The next stop for me was the Commando memorial, but first the boring parts of the road down the side of Loch Lochy.  This was made a bit more interesting as there was a few boats passing and the swing bridge was opened to let them through.  A big thank to the woman who gave me a mouthful of abuse for filtering down past about 30 cars to the head of the queue, the guy at the front was fine about it.  Soon I was at the commando memorial.

After a quick stop at the commando I headed down towards Fort William, I had decided that I was going to get a B&B tonight rather than camp.  I was half way down the golden mile having a walk around when I decided to head for home that evening.  It was a beautiful evening the sun was shining on the loch and Glen Coe was bound to be stunning.  I decided to head for the Kings House and have dinner.  Glen Coe was amazing in the warm evening light, the traffic was light and what was there was slow and easily passed.  I Pulled into the Kings House and had a very tasty steak pie and veg, relaxed for 15 minutes and then walked back out to the bike.
This fellow had made his way to the car park looking for his dinner as well.

There is not much more to write about the ride back home from the Kings House, it was uneventful, apart from the traffic cops at Lochearnhead (the only ones I saw in 1000 miles) and the lashing rain just as I got on the motorway at Stirling.

The RT was great throughout.  The panniers are not designed for camping, mind you when they designed it they were probably think more about hotel touring.  The seat is also a pain, literally.  The ergonomics of the bike are great I could go all day, the seat however is only good for about 90 minute stints.  The padding seems very soft and I am getting a numb bum after about 90 minutes, 10 minutes off the bike and I am fine again and ready to go.  I am going to look into this, as I want to decide when I stop, not the bike.

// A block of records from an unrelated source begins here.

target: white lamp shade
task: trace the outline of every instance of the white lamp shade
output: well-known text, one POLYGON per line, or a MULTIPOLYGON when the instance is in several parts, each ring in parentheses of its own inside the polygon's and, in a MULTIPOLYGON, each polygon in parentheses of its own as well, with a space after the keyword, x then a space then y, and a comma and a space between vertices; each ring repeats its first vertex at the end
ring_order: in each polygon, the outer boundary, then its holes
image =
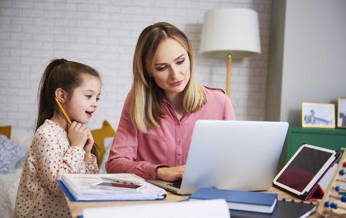
POLYGON ((207 56, 243 58, 261 53, 258 15, 245 8, 223 8, 204 15, 201 53, 207 56))

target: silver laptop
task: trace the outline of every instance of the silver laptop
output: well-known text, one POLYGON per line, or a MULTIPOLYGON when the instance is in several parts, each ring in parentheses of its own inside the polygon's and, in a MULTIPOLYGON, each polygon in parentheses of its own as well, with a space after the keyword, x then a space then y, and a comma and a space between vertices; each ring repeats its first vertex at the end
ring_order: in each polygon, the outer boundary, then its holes
POLYGON ((281 122, 198 120, 182 180, 147 181, 180 195, 202 187, 267 190, 276 174, 288 126, 281 122))

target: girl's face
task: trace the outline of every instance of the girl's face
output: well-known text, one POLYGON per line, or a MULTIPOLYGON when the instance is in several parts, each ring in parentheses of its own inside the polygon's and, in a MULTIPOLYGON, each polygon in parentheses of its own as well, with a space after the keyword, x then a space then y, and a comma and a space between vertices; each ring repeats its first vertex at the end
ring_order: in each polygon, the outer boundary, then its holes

This is how the days panned out:
Day 1:  Home to Inverness, 177miles, running total: 177 miles
Day 2: Inverness to Orkney, 158 miles, running total: 335 miles
Day 3: Exploring Orkney, 137 miles, running total: 472 miles
Day 4: More exploring Orkney, 108 miles, running total: 580 miles
Day 5: Orkney to Ullapool, 145 miles, running total: 725 miles
Day 6: Ullapool to Home, 310 miles, final mileage: 1035 miles
Camping wise I bought some new gear:
Coleman Tatra 2 tent:  Easy to put up and pack away, fits in an RT pannier, stable and waterproof
Exped Synmat 9LW:  Easily the best £100 I have ever spent on camping, so comfy it is amazing
Snugpak Traveler 2 Sleeping bag:  Packs tiny, warn enough for 6C with just undies and a T shirt
Helinox 1 chair:  Again money well spent, comfy and compact it fits in a pannier with the tent
Yellowstone pillow:  Just buy one - £7 comfy and again packs down tiny

Trusty 10 year old Trangia with gas burner, I like to cook when I am on the road

Pont of Ness campsite, Stromness, Orkney: £7.20 a night, flat pitches, good hot showers (20p) for ten minutes, very clean, small lounge area with WiFi & vending machine.  I'll be back

Broomfield Holiday Park, Ullapool: £8.00 per night, flat pitches, free hot showers, very clean, 5 minute walk into main town.  Been before and I'll be back again.

If you got to the end, thanks for reading it all, a lot of it was indulgent but I couldn’t make it much shorter and make it worthwhile for me.  I hope you enjoyed it.